To be a successful farmer one must first know the nature of the soil.

by Oeconomicus (400 B.C.) by Xenophon

I saw all the people hustling early in the morning to go into the factories and the stores and the office buildings, to do their job, to get their check. But ultimately it’s not office buildings or jobs that give us our checks. It’s the soil. The soil is what gives us the real income that supports us all.

by Ed Begley, Jr

Man and man’s earth are unexhausted and undiscovered. Wake and listen! Verily, the earth shall yet be a source of recovery. Remain faithful to the earth, with the power of your virtue. Let your gift-giving love and your knowledge serve the meaning of the earth.

by Friedrich Nietzche

If the soil is destroyed, then our liberty of action and choice are gone …

by W.C. Lowdermilk, 1953

Soils are developed; they are not merely an accumulation of debris resulting from decay of rock and organic materials … In other words, a soil is an entity – an object in nature which has characteristics that distinguish it from all other objects in nature.
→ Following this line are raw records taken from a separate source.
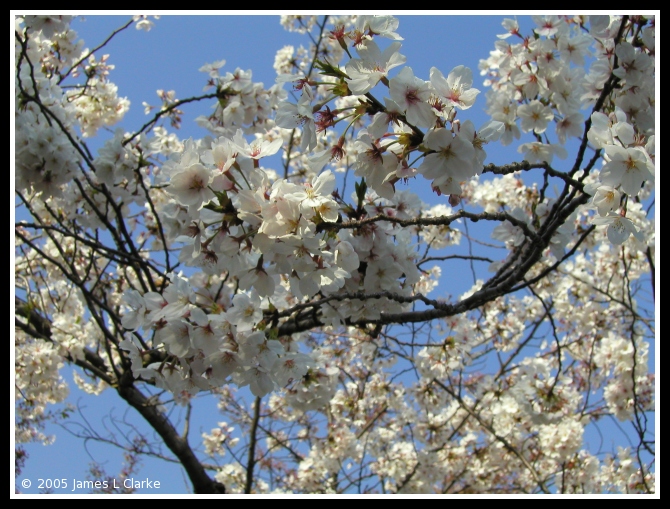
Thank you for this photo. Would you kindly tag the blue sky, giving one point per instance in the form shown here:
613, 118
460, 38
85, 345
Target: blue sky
168, 57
by C.E. Millar & L.M. Turk 1943

… the soil of any one place makes its own peculiar and inevitable sense. It is impossible to contemplate the life of the soil for very long without seeing it as analogous to the life of the spirit.

by Wendell Berry, The Unsettling of America, 1977

A cloak of loose, soft material, held to the Earth’s hard surface by gravity, is all that lies between life and lifelessness.

by Soils of the Desert Southwest, 1975 by Wallace H. Fuller

While the farmer holds the title to the land, actually, it belongs to all the people because civilization itself rests upon the soil.